Unionized workers receive more generous health benefits than nonunionized workers. They also pay 18% lower health care deductibles and a smaller share of the costs for family coverage. In retirement, unionized workers are 24% more likely to be covered by health insurance paid for by their employer.

Unionized workers receive better pension plans. Not only are they more likely to have a guaranteed benefit in retirement, their employers contribute 28% more toward pensions.

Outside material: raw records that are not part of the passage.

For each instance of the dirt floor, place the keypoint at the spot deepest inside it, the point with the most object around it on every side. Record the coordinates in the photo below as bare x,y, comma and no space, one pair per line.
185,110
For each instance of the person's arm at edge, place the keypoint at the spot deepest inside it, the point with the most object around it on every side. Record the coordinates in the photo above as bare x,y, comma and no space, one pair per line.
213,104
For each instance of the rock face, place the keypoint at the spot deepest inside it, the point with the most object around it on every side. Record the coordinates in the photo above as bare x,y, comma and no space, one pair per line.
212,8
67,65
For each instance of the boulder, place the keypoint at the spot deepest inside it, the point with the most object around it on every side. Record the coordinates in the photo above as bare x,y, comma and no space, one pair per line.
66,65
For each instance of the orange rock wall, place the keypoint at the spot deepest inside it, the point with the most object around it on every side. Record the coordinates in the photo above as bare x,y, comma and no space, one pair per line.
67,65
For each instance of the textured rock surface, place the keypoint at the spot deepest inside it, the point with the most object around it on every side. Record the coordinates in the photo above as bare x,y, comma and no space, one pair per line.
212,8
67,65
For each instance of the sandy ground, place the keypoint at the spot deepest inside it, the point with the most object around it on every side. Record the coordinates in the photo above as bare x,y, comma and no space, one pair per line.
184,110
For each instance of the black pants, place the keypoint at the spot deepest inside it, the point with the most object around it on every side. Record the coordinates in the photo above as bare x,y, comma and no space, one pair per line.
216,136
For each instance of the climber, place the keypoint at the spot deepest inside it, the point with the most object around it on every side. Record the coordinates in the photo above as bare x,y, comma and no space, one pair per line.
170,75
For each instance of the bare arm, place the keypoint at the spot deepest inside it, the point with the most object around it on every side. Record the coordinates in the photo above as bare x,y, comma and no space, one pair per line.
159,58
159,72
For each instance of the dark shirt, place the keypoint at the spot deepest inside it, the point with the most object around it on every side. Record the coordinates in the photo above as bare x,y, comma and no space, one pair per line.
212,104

Unionized workers receive 26% more vacation time and 14% more total paid leave (vacations and holidays).

Unions play a pivotal role both in securing legislated labor protections and rights such as safety and health, overtime, and family/medical leave and in enforcing those rights on the job. Because unionized workers are more informed, they are more likely to benefit from social insurance programs such as unemployment insurance and workers compensation. Unions are thus an intermediary institution that provides a necessary complement to legislated benefits and protections''

Unions have many times won benefits to their members, and some non-member workers. But in all cases they also drove up the cost of production and caused reduced production = higher prices to ALL consumers = to the whole nation.

Despite all the benefits you can list, none of this proves that there has been an overall net benefit to the whole nation as a result, because there is also the cost which someone has to bear.

The only way to prove a NET BENEFIT from unions is to show that they did something to IMPROVE THE PRODUCTION, or to improve the performance of the workers, or the whole company. Just showing that they succeeded in gaining certain concessions, benefits, from employers does not indicate a net benefit to the whole society, because the COST of these benefits has to be subtracted from the total in order to compute the total net gain or loss.

That you are unable to show any overall social benefit from unions, but can only show gains won by certain workers at the cost of the company's total production, suggests that they have been mainly a net loss to the companies and to the overall production, meaning higher cost of production and reduced production = overall net harm rather than benefit to society.

But you are right that unions have given expression to the Crybaby Economics demands of the less competitive workers, and so have given them an outlet for their rage against the employer class which they need to hate and scapegoat.